Quality Assurance is concerned with ensuring procedures associated with the data area are auditable, for example, making sure all documentation is up-to-date or ensuring that no data are lost when transferring from one data system to another. Quality Assurance is also concerned with ensuring products and outputs are of acceptable quality.

The definition of Key Quality Measures (KQMs) is ‘the smallest set of important, informative, achievable quality measures and indicators which provide a summary of the overall quality output'.

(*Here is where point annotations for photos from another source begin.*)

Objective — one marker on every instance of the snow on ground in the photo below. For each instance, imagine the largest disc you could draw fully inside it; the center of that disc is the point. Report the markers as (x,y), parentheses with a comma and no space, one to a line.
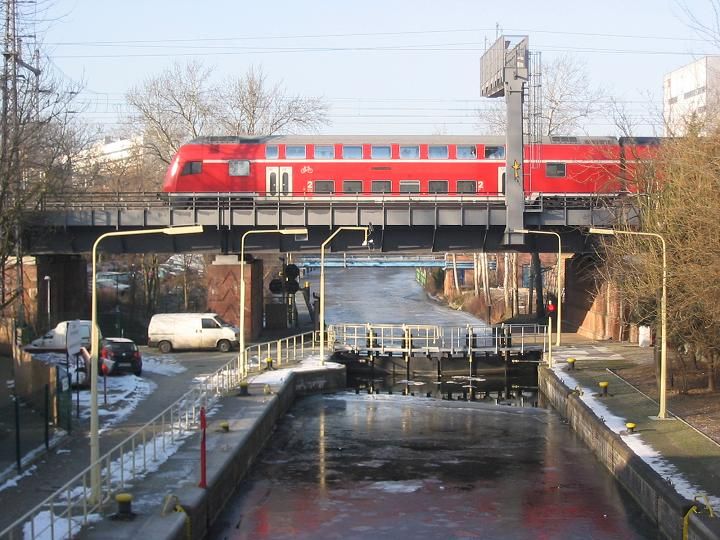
(642,449)
(163,364)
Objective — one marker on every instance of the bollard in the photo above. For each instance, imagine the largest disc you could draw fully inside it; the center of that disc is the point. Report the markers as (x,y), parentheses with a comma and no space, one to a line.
(124,502)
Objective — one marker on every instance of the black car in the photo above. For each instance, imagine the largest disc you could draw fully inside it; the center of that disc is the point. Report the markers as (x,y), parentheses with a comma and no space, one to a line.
(120,354)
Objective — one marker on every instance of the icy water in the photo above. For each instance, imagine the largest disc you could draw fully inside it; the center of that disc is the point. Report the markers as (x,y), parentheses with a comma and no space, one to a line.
(393,466)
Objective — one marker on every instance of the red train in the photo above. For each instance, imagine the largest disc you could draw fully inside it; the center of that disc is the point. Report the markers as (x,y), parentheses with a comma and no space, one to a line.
(394,167)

As well as providing a snapshot of output quality, the KQMs are used for monitoring the health of the office. In this use, they are referred to as ‘Statistical Key Performance Indicators’, meaning that they are key indicators of the statistical performance of ONS. 11 KQMs have been identified:

  • standard error for key estimates

  • overall unit response rate

  • total contribution to key estimates from imputed values

  • key item response rates

  • editing rate (for key items)

  • for outputs revised on a regular basis: estimate the likely revision between provisional and final estimates and include known reasons for differences

  • compare estimates from other sources, and include any known reasons for the differences

  • describe uses supported and where possible how the data relate to needs of users

  • identify known gaps between key user needs, in terms of coverage and details, and current data

  • provide a statement of the national or international agreed definitions and standards used

  • time lag: reference period to release of provisional or final output

It is expected that the list will expand to take account of the needs of non-survey outputs, for example administrative data and National Accounts.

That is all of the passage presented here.